Fatores de risco associados à queimaduras: 
- Idade (IDOSO E CRIANÇA), demografia/localização, baixo nível social/escolaridade (BOA EDUCAÇÃO, MENOR RISCO)
- Maioria das lesões e mortes por queimaduras são evitáveis e exigem estratégias de intervenção e prevenção.
CAUSAS:
- CHAMA – lesão pelo ar oxidado superaquecido; FOGO
- ESCALDADURA – lesão pelo contato com líquidos quentes; AÇÚCAR DERRETIDO
- CONTATO – lesão pelo contato com materiais sólidos quentes ou frios; ROUPA DE MATERIAL SINTÉTICO DERRETE E COLA, GELO 
- QUÍMICA – contato com agentes químicos nocivos; PRODUTO DE LIMPEZA 
- ELETRICIDADE – condução de corrente elétrica através dos tecidos
CHAMA, ESCALDADURA E CONTATO → • Dano celular por transferência de energia 
• Necrose de coagulação intracelular
QUÍMICA E ELETRICIDADE → Lesão direta às membranas celulares e transferência de calor 
• Necrose de coagulação ou liquefação intracelular, componentes intracelulares liquefazem, morte celular 
FISIOPATOLOGIA:
zona de coagulação: necrose irreversível
zona de estase: tecido de transição
zona de hiperemia: a partir dessa começa ter a regeneração do tecido, revitalização do tecido lesionado
temperatura elevada e tempo de contato com agente causador da queimadura → zona de coagulação aumenta, aprofundou, avançando sobre a zona de estase
as 3 zonas existem em todos os graus de queimadura
A profundidade varia com o grau da queimadura 
1º Grau: restrito a epiderme, zona de coagulação ocorre só na epiderme, ex: queimadura solar, hiperemia intensa, arde, incomoda, mas com hidratação oral e agente tópico melhora, não é considerada queimadura grave 
2º Grau: tem bolhas, muito dolorosa, não furar bolhas, se tiver perfurada, desbrida e faz curativo, tem superficial e profunda 
Queimadura de 1º Grau - Lesão localizada na epiderme. 
- Não provoca alterações hemodinâmicas; 
-Eritema e dor local sem a presença de bolhas, se tornam pálidas ao toque 
– barreira epidérmica intacta 
-Queimadura solar; 
-Pequena escaldadura na cozinha; 
- Não resultam em cicatrizes; 
Tratamento: -Tópico: aloé vera e AINES
Queimadura de 2º grau:
Lesão localizada na epiderme e derme. 
2o Grau Superficial: - Até derme superficial. 

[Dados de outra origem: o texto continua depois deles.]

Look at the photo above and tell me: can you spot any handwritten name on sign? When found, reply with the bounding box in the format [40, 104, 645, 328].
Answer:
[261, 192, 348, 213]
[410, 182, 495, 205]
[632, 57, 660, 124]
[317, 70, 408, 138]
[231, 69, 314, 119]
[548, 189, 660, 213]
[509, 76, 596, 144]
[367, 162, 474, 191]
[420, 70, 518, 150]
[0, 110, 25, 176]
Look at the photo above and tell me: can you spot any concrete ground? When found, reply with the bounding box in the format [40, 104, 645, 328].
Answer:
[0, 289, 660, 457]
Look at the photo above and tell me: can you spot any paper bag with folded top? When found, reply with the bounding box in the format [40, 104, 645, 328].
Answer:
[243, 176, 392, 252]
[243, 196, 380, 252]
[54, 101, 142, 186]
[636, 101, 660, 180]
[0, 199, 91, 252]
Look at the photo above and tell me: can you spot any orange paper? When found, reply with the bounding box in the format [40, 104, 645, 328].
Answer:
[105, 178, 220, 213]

2o Grau Profunda: - Até derme profunda.
2º Grau Superficial: 
- Dolorosas, eritematosas, empalidecem ao toque e formam bolhas. 
- Lesões por escaldadura superaquecida, curtas exposições ao fogo. 

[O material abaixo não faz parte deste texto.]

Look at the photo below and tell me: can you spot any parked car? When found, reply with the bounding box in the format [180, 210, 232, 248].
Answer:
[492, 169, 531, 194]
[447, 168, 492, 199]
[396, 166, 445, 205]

- Reepitelizam espontaneamente, após cicatrização, podem ter leve descoloração cutânea a longo prazo
2º Grau Profunda: 
- Comprometem a derme reticular. 
- Dolorosas, mais pálidas. 
- Lesões por escaldadura. 
- Cicatrizam entre duas a cinco semanas; 
- Podem necessitar de enxertos de pele para cicatrizarem em tempo hábil
Queimadura de 3º grau:
não tem dor
pele desvitalizada, cor esbranquiçada - escurecida, dura, rígida, perde elasticidade, ex: couro
- Lesão de espessura total - Da epiderme até a gordura subcutânea;
comum em acidentes por rede eletrica, alta tensão
temperatura alta
- Escarificação dura, indolor, preta, branca ou avermelhada e presença de vasos trombosados. 
-Exemplo: Causa elétrica ou térmica. 
- Reepitelizam-se a partir das bordas cutâneas; 
-Necessitar de enxertos de pele para cicatrizarem em tempo hábil.
Queimadura de 4º grau:
 - Lesão através da pele e gordura subcutânea até o osso ou músculo subjacente. 
O EXAME DA FERIDA INTEIRA CONSTITUI O PADRÃO-OURO PARA DIRECIONAR AS DECISÕES TERAPÊUTICAS POSTERIORES → CLÍNICO
> muito necrosado
INVESTIGAÇÃO COMPLEMENTAR:
TAMANHO DA QUEIMADURA: 
- A determinação do tamanho da queimadura estima a extensão da lesão. 
- Pela “regra dos nove”. - “Maneira prática”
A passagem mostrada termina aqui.